La cattiva scienza della Cia

 

da Sapere aprile 2011 pp. 88-89

 

Diritti umani

La cattiva scienza della CIA

Gli studi utilizzati dall’agenzia per giustificare le tecniche rafforzate di interrogatorio fanno acqua da tutte le parti

di Giovanna Dall’Ongaro

Si fa fatica a chiamarla scienza, eppure come tale viene spacciata. Gli studi utilizzati dal governo americano per evitare che le cosiddette “tecniche rafforzate di interrogatorio” (“enhanced interrogation tecniques” introdotte nei protocolli della CIA dopo l’11 settembre) vengano giudicate per quel che realmente sono, ossia vere e proprie torture, hanno ben poco di scientifico. Lo dimostrano, con un articolato ragionamento pubblicato nel gennaio scorso su Science, tre scienziati che all’analisi delle violazioni dei diritti umani hanno dedicato le loro carriere.

Agli occhi di Vincent Iacopino, Scott Allen e Allen Keller i dati su cui il Dipartimento della Difesa statunitense fonda la tesi della «sicurezza, legalità ed efficacia» dei crudeli trattamenti riservati ai detenuti (sonno indotto, nudità forzata, deprivazione dei sensi, posizioni dolorose prolungate…) non sono altro che appigli creati ad hoc, troppo fragili, inoltre, per sostenere il lecito coinvolgimento di medici e psicologi a fianco degli aguzzini. Le due principali ricerche che dovrebbero dare un volto umano alla tortura fanno acqua da tutte le parti.
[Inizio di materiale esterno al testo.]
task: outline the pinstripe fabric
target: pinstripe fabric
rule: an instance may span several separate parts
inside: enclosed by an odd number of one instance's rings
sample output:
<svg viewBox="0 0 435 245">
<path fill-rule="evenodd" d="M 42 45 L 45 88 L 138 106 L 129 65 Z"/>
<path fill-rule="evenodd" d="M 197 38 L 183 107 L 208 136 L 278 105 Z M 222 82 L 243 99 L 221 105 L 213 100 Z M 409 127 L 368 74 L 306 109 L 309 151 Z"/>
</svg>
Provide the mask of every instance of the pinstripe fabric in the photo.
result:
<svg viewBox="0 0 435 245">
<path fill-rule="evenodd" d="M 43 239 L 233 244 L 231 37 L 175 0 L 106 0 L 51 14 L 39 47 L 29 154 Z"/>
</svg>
Una è stata condotta su soldati statunitensi sottoposti a un duro programma di addestramento per «sopravvivere, evadere, resistere e sfuggire» (in inglese l’acronimo è SERE) a interrogatori dove non si usano guanti di velluto. «Minimi gli effetti psicologici negativi a lungo termine», si legge nella conclusione consegnata nel 2008 su un piatto d’argento al Dipartimento della Difesa. Un risultato che non tiene conto però, dicono i tre firmatari dell’articolo, di alcuni aspetti fondamentali che nessuna seria indagine scientifica avrebbe trascurato: i soldati americani erano cavie consenzienti e potevano abbandonare in qualunque momento la sperimentazione. Il campione cioè non è rappresentativo. E non va meglio per il secondo studio, reso noto solo in parte dal Dipartimento di Giustizia nel 2005, condotto su 25 detenuti interrogati da personale del Office of Medical Services della CIA, considerato l’altra ancora di salvezza contro le accuse di tortura. In questo caso manca qualunque accertamento di danni psicologici a lungo termine, che è uno dei criteri principali per riconoscere i segni della tortura.

Inoltre i due studi hanno volutamente trascurato decenni di letteratura sugli effetti prolungati del dolore fisico e psicologico. Questa scienza si merita quindi l’etichetta di «bad science», non solo perché dimentica le regole del gioco (indipendenza e responsabilità, peer review e controllo esterno) per dimostrare tesi prefissate, ma anche perché lava le coscienze di medici e psicologi permettendogli di nascondersi dietro le ambiguità delle definizioni. In assenza di danni a lungo termine e di specifica intenzionalità di nuocere non c’è tortura. Lo dice chiaramente il documento «Bybee» del Dipartimento di Giustizia che nel 2002 ha modificato la definizione di tortura per evitare che vi rientrassero gli interrogatori “nuovo stile” condotti dopo l’11 settembre 2001. Ma alle parole delle istituzioni, dicono i nostri, i veri scienziati dovrebbero essere sordi e continuare a chiamare le cose con il loro nome, i medici dovrebbero rifiutarsi di stringere le mani agli aguzzini e gli psicologi abbandonare quelle moderne stanze delle torture, camuffate da innocui luoghi di detenzione (come già suggerito da The Lancet nel 2009).

Agli autori sembra opportuno ricordare la Dichiarazione di Tokyo sull’etica medica e la tortura del 1975: «Il ruolo fondamentale dei medici è quello di alleviare le sofferenze dei loro simili e nessuna ragione personale, sociale o politica deve prevalere su questo principale scopo». La “bad science” è tutt’altra cosa.